In Silico Identification of Compounds
[0049] FIG. 1 provides a system diagram for identifying a compound
that binds a target protein. Processes illustrated in the system
include target characterization, which includes homology modeling
of a target protein with an unknown structure, generation of
protein conformations using molecular dynamics simulations (MD or
MD simulation) and clustering, docking, identification of compounds
that bind to the target protein, experimental testing, safety
testing and toxicity testing. Many of the processes in the system,
including homology modeling, MD simulations, clustering and docking
can be performed in silico, for example, on a computer or a
supercomputer.
[0050] One of skill in the art can use a grid computing environment
for selecting a compound that binds a target protein. A user can
use a computer to interact with the grid computing environment in a
number of ways, such as over one or more networks. The grid
computing environment can assist users in selecting a compound that
binds a target protein.
[0051] One or more data stores can store the data to be analyzed by
the grid computing environment as well as any intermediate or final
data generated by the grid computing environment. Optionally, the
configuration of the grid computing environment allows its
operations to be performed such that intermediate and final data
results can be stored solely in volatile memory (e.g., RAM),
without a requirement that intermediate or final data results be
stored to non-volatile types of memory (e.g., disk).

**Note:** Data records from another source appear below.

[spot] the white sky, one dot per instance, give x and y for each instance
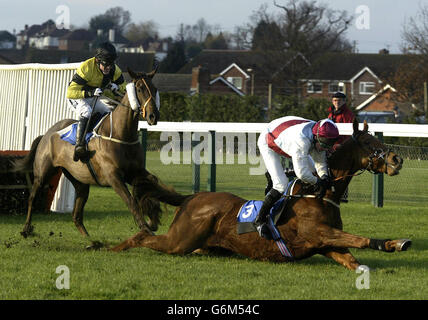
(386, 17)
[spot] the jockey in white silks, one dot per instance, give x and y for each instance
(305, 142)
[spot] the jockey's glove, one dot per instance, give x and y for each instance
(114, 87)
(98, 92)
(321, 186)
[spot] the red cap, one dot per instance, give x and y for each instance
(326, 131)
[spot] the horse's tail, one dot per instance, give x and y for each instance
(149, 192)
(26, 163)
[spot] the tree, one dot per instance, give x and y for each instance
(175, 58)
(114, 18)
(289, 40)
(415, 33)
(215, 42)
(142, 31)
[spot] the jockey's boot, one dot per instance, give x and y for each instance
(261, 220)
(290, 173)
(80, 148)
(269, 183)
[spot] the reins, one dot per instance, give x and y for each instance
(142, 110)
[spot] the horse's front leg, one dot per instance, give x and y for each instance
(343, 257)
(119, 186)
(322, 236)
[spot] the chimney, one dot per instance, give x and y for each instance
(200, 79)
(111, 35)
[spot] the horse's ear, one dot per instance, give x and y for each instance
(355, 125)
(152, 74)
(132, 74)
(366, 126)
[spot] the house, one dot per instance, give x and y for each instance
(79, 39)
(224, 71)
(359, 76)
(7, 40)
(383, 106)
(46, 36)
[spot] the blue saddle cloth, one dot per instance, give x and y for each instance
(69, 133)
(248, 213)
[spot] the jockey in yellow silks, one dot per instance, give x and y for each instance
(90, 81)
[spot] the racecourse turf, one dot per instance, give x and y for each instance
(28, 267)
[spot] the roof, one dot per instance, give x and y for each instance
(79, 34)
(344, 66)
(6, 36)
(138, 62)
(228, 84)
(218, 60)
(172, 82)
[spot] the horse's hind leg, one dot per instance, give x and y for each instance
(120, 188)
(42, 175)
(28, 228)
(82, 193)
(186, 234)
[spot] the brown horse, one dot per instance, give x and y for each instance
(116, 158)
(308, 225)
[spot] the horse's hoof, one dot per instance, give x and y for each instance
(28, 231)
(403, 244)
(95, 245)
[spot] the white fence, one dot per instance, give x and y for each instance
(32, 99)
(388, 130)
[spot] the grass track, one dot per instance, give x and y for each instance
(28, 265)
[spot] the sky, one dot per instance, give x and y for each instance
(377, 24)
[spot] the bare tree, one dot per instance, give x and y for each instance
(142, 31)
(415, 33)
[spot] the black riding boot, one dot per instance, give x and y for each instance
(80, 148)
(260, 222)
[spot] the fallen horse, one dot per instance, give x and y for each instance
(308, 226)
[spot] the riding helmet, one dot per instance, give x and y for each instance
(326, 132)
(106, 53)
(339, 95)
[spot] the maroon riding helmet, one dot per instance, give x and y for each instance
(326, 133)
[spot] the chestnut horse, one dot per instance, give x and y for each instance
(116, 158)
(308, 226)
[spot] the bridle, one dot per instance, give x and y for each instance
(141, 109)
(375, 154)
(144, 107)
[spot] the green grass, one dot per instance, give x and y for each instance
(27, 266)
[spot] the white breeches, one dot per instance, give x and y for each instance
(273, 164)
(83, 107)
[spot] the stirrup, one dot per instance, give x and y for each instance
(264, 231)
(80, 153)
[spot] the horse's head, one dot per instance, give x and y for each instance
(374, 155)
(146, 98)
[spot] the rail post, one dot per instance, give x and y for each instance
(378, 187)
(143, 138)
(212, 169)
(196, 168)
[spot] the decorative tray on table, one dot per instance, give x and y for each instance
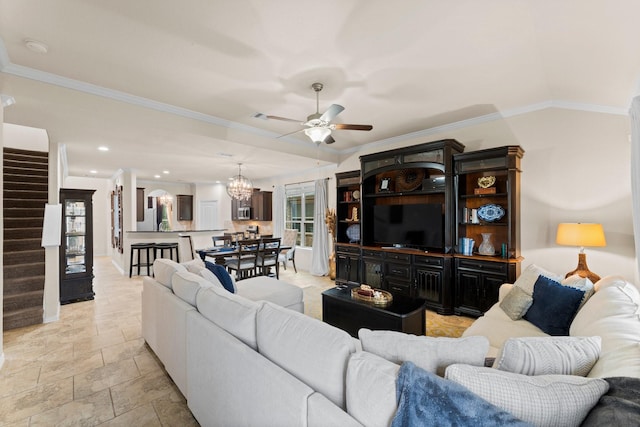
(377, 297)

[0052] For example, the grid computing environment can receive
structural information describing the structure of the target
protein, and perform a molecular dynamics simulation of the protein
structure. Then, the grid computing environment uses a clustering
algorithm to identify conformations of the protein structure from
the molecular dynamics simulation, and selects the conformations of
the protein structure identified from the clustering algorithm. In
addition, the grid computing environment can receive structural
information describing conformers of one or more chemical probes,
and use a docking algorithm to dock the conformers of the one or
more chemical probes to the conformations. The grid computing
environment can further identify a plurality of preferred binding
conformations for each of the combinations of protein and compound,
and optimize the preferred binding conformations using molecular
dynamics simulations so as to determine whether the compound binds
to the target protein in the preferred binding conformations.
[0053] FIG. 2 depicts examples of data structures that are used to
identify a compound that binds to a target protein. Multiple data
structures are stored in a data store 101, including a target
protein structural information data structure 102, a compound
structural information data structure 103, a
molecular-dynamics-simulations data structure 104, a cluster data
structure 105, an off target analysis data structure 106, a binding
conformation structure 107 and a toxicity analysis data structure
108. The data store 101 can be different types of storage devices
and programming constructs (e.g., RAM, ROM, Flash memory, flat
files, databases, programming data structures, programming
variables, IF-THEN (or similar type) statement constructs, etc.).
For example, the data store 101 can be a single relational database
or can be databases residing on a server in a distributed
network.
[0054] The target protein structural information data structure 102
is configured to store data related to the structure of the target
protein, for example, special relationship data between different
atoms. The data related to the structure of the target protein may
be obtained from a homology model, an NMR solution structure, an
X-ray crystal structure, a molecular model, etc. The target protein
structural information data structure can also contain off target
protein structural information. Optionally, the data store(s) can
containg a separate off target protein structural data structure.
Molecular dynamics simulations can be performed on data stored in
the target protein structural information data structure 102. For
example, the molecular dynamics simulations involve solving the
equation of motion according to the laws of physics, e.g., the
chemical bonds within proteins being allowed to flex, rotate, bend,
or vibrate. Information about the time dependence and magnitude of
fluctuations in both positions and velocities of the given
molecule/atoms is obtained from the molecular dynamics simulations.
For example, data related to coordinates and velocities of
molecules/atoms at specified time intervals are obtained from the
molecular dynamics simulations. Trajectory data (e.g., snapshots
obtained at different time points) are formed based on the
positions and velocities of molecules/atoms resulting from the
molecular dynamics simulations and stored in the
molecular-dynamics-simulations data structure 104. The molecular
dynamics simulations can be of any duration.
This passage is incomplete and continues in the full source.